«Scritto nel modo corretto avevo paura che avrebbero storpiato la pronuncia, a me interessa la fonetica: Kopó». Nasceva quasi cento anni fa la sala di Jacques Copeau, il Théâtre du Vieux-Colombier, una di quelle minuscole utopie di inizio Novecento che contagiò come una felice malattia le successive generazioni del teatro francese, europeo e d’oltreoceano. Non ha paura a rifarsi a quel Maestro Francesca Epifani, giovane attrice, neanche trentenne, che ha avuto il coraggio e la follia di aprire un teatro nella periferia romana, zona Tuscolana. Lì dove prima c’era un autoricambi e dove ancora prima aveva tentato una sala slot. Al numero 47 di via Vestricio Spurinna è stato inaugurato il Teatro Kopó, un piccolo ma accogliente spazio che promette di farsi trampolino di lancio per i giovani talenti romani e non solo. E a dirla così sembrerebbe la solita favoletta, se non fosse che in questo caso il fatto accade in una zona periferica tra le più popolose della capitale, quella che fino a cinque o sei anni fa risplendeva delle vetrine dei propri negozi, floride attività commerciali che ora stentano a ritrovare i ritmi del passato e dove resistono, non senza problemi, solo quelle legate alla ristorazione, mentre non tardano ad arrivare le sale gioco e i fortunati negozietti di “fumo elettronico”. Insomma, specchio e laboratorio di quello che accade su larga scala in tutta la capitale al grido “se magna, se beve e se gioca (e se fuma pe’ finta)”.
Ma la cocciutaggine della neo direttrice artistica è evidente anche nell’intenzione etica: al Kopó non si paga l’affitto, si fa spettacolo al 70/30, ovvero 70% degli incassi alle compagnie e 30% al teatro, e forse è questo il dato più importante; Teatro Kopó rischia da subito, cosciente dei problemi che hanno già altri spazi gestiti con queste modalità, ma si affranca allo stesso tempo da quell’usanza ormai tipica della scena romana per la quale molti spazi teatrali sono trattati alla stregua di bed and breakfast.
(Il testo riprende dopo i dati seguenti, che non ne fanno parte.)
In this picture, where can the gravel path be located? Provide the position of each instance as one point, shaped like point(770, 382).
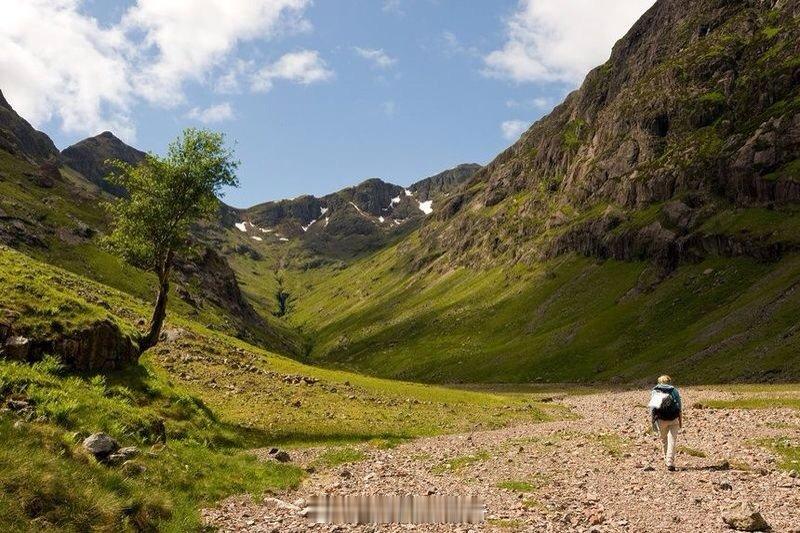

Congelando il giudizio sulla stagione, visto che delle 16 compagnie, programmate durante i fine settimana di fronte a una platea di 50 posti, ne conosciamo solo un paio, rimaniamo comunque colpiti dalla varietà di proposte e dalla giovane età degli artisti, provenienti anche da fuori Roma.
Avviso a tutti i colleghi giornalisti e operatori del settore: non snobbate il nuovo arrivato solo perché non è nato tra stucchi barocchi e bistrot radical chic, è a due passi dalla metro e non mancano le pizzerie a taglio.